Let my flag remind, of my sacred duty. Black for the people, green for the land, red for the price of freedom and white for peace in Kenya, my pride, my strength, my joy always will be Kenya. This without a doubt evokes a good measure of patriotic emotionalism right? *mission accomplished* But what really is Kenyan Patriotism? Was I less of a flag-waver 13 years ago when i lived back home? or was the ultranationalist me confined to the pride emanated from watching our athletes bag gold medals in the Olympics or that one time the Survivor series was shot in my homeland *was it even televised locally?* I am in a continuous state of pondering; what really typifies homeland patriotism?
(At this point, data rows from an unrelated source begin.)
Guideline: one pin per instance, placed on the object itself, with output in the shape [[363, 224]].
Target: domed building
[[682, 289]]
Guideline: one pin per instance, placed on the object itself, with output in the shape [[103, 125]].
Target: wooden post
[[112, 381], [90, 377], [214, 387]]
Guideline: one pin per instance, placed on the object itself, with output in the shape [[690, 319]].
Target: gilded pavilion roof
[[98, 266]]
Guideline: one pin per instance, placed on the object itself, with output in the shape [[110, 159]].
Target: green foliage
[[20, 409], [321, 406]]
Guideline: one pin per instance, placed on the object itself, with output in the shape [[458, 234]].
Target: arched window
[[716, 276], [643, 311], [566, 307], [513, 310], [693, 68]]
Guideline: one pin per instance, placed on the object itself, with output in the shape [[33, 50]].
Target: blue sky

If the last 8 or so years are anything to go by, locally Kenyans fill the bill. Laudable advances in appreciation of our beautiful country as shown in statistical increase in domestic tourism *gone are the yonder years when Nairobi was the only mod thing* In pursuit of emancipation and egalitarianism, people locally have never been more dead set on educating themselves on matters Political, *evident in the current pro-activity visible in civil society* Health *my mothers prudent platter shames me* Social solidarity unwavering support for homegrown Kenya *7’s phenomenon, appreciation of local brands* Economic* micro-finance advancements *we still are a micro populace* Technological *iHub, Ushahidi* this list is inexhaustible. In these onerous times, such headlines are undoubtably endearing. This indomitable spirit attests to a journey begun.
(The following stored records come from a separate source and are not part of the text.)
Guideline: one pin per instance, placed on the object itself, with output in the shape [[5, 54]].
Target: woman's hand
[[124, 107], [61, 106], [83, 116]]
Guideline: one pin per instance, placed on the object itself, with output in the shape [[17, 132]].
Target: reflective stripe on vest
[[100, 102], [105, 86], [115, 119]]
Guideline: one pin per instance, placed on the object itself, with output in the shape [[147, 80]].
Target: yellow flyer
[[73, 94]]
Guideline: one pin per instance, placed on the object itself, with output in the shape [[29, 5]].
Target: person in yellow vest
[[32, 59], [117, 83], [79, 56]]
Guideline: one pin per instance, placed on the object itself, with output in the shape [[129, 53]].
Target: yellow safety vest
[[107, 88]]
So what does this have to do with patriotism? Well, that’s simple. As i go about my day-to-day affairs domiciled in a country other than my own, I proudly wear a beaded wrist band with the true colors of my land and boast a pennant competing for space on my cars’ foreign license plate, * an inspection officer threatened to fail my car on account of this* my footwear bears the court of arms.*soma lebo (read the label)* These are just strewed examples of my diasporic definition of patriotism. It’s a wash the outside and overlook the inside of the coffee mug affair. Am so tempted to bow out on this self confrontation right now as numerous justifications spring left right*voices in my head*
Are all my symbols bona fide portrayals of my patriotism? In plain terms do i need to strap myself with the 4 colors to demonstrate to the world how nationalistic i am? Why can’t I commit to palpable undertakings as demonstrated by my compatriots back home? Wait, I think am been too tough on myself. Am a constant remitter of money southwards *well, informally* My résumé speaks volumes *still waiting for domestic advancement signals* I stay abreast with current affairs *am mostly put off by the grimness* i could go on but for the sake of self preservation i think i have put my point across.
I will not put down my symbols *i’d feel naked* but i make a deliberate shift, to create value for my emblems. I want patriotism for my beloved motherland to emanate from within me as opposed to without me. Then maybe, just maybe i won’t need my ornaments.